The Supreme Court of India has reminded the courts that while imposing sentence, a Court has a duty to respond to the collective cry of the society. The Apex Court said that the agony of the victim or the survivors of the victim cannot be brushed aside.
The Apex Court in its seminal judgment said:

“The legislature in its wisdom has conferred discretion on the Court but the duty of the court in such a situation becomes more difficult and complex. It has to exercise the discretion on reasonable and rational parameters. The discretion cannot be allowed to yield to fancy or notion.

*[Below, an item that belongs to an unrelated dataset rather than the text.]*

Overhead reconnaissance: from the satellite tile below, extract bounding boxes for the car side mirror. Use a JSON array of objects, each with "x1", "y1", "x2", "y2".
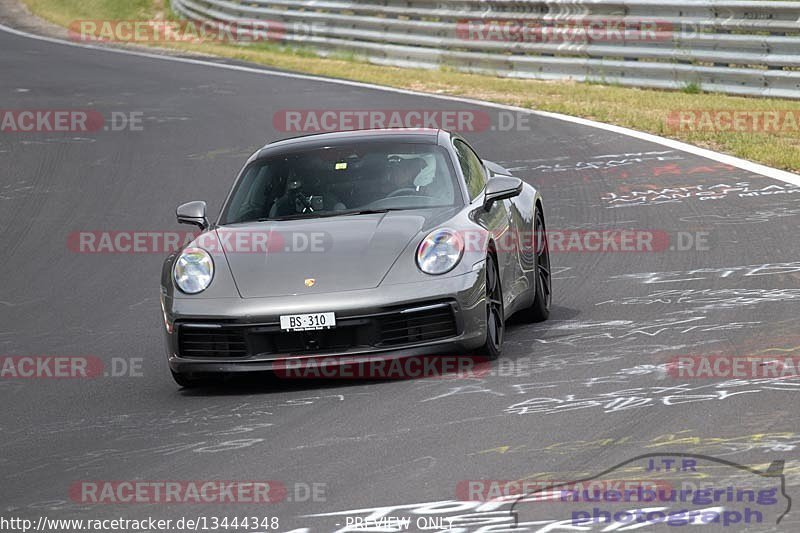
[
  {"x1": 175, "y1": 200, "x2": 208, "y2": 230},
  {"x1": 483, "y1": 176, "x2": 522, "y2": 211}
]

A Judge has to keep in mind the paramount concept of rule of law and the conscience of the collective and balance it with the principle of proportionality but when the discretion is exercised in a capricious manner, it tantamounts to relinquishment of duty and reckless abandonment of responsibility. One cannot remain a total alien to the demand of the socio-cultural milieu regard being had to the command of law and also brush aside the agony of the victim or the survivors of the victim. Society waits with patience to see that justice is done. There is a hope on the part of the society and when the criminal culpability is established and the discretion is irrationally exercised by the court, the said hope is shattered and the patience is wrecked. It is the duty of the court not to exercise the discretion in such a manner as a consequence of which the expectation inherent in patience, which is the “finest part of fortitude” is destroyed. A Judge should never feel that the individuals who constitute the society as a whole is imperceptible to the exercise of discretion. He should always bear in mind that erroneous and fallacious exercise of discretion is perceived by a visible collective.”

A bench of the Apex Court comprising of Justice Dipak Misra and Justice Prafulla C. Pant while dealing with a case wherein sentence awarded to the accused under Section 306 IPC was minimal, held in a judgment rendered on Tuesday that the court of first instance as well as the appellate court which includes the High Court, either on individual notion or misplaced sympathy or personal perception seems to have been carried away by passion of mercy, being totally oblivious of lawful obligation to the collective as mandated by law and forgetting the oft-quoted saying of Justice Benjamin N. Cardozo “Justice, though due to the accused, is due to the accuser too” and follow an extremely liberal sentencing policy which has neither legal permissibility nor social acceptability.

The factual matrix of the case was as follows: The respondent nos. 2 to 4 (before SC) stood trial for the offence punishable under Section 306 IPC. Initially the FIR was registered under Section 302 IPC but during investigation, the investigating agency had converted the offence to one under Section 306 IPC. The charge was framed in respect of the offence under Section 306 IPC and the plea of the accused persons was one of complete denial.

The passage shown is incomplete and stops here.